General-Purpose AI Model Cracks Major Open Problem in Mathematics: A Milestone Moment Has Arrived

A general-purpose AI model solves a major open math problem, marking AI's shift from imitator to knowledge explorer.
OpenAI CEO Altman announced that a general-purpose AI model has solved a major open problem in mathematics. Unlike DeepMind's AlphaProof and other specialized systems, this breakthrough came from a general-purpose model, signaling that the gap between general intelligence and specialized expertise is narrowing. This milestone suggests AI reasoning capabilities are approaching or surpassing human expert levels, with potential cascading effects across physics, computer science, and other fields—though verifiability, interpretability, and generalization of AI proofs still warrant careful scrutiny.
A Historic Inflection Point
OpenAI CEO Sam Altman recently posted a brief but profoundly significant message on social media: A general-purpose model has solved a major open problem in mathematics.

This isn't a specialized system trained specifically for math competitions, nor a purpose-built tool meticulously fine-tuned for a particular problem—it's a general-purpose artificial intelligence model that achieved a breakthrough on a problem that human mathematicians had long failed to crack. Altman himself acknowledged this as a "pretty big milestone" and predicted that "we will say this sentence many times in the coming years."
From AlphaProof to General-Purpose Models: A Qualitative Leap
The Limitations of Specialized Systems
Looking back at AI's trajectory in mathematics, we've already witnessed impressive achievements. DeepMind's AlphaProof and AlphaGeometry demonstrated powerful capabilities on International Mathematical Olympiad (IMO)-level problems, but these systems are fundamentally specialized systems—carefully designed and trained to handle specific types of mathematical problems.

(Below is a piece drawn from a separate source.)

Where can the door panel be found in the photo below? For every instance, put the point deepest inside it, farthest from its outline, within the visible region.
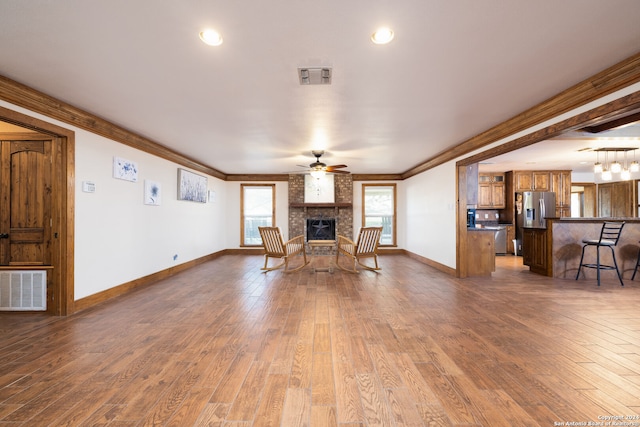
(25, 211)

AlphaProof combines reinforcement learning with formal proof systems (the Lean proof assistant), translating natural language math problems into formal language and then using Monte Carlo tree search and similar algorithms to explore proof paths. AlphaGeometry is specifically designed for Euclidean geometry problems, combining neural networks with a symbolic reasoning engine. The core limitation of such systems lies in their "domain-locked" nature—training data, reward functions, and reasoning architectures are all highly tailored to specific mathematical subfields and cannot transfer to other types of open problems.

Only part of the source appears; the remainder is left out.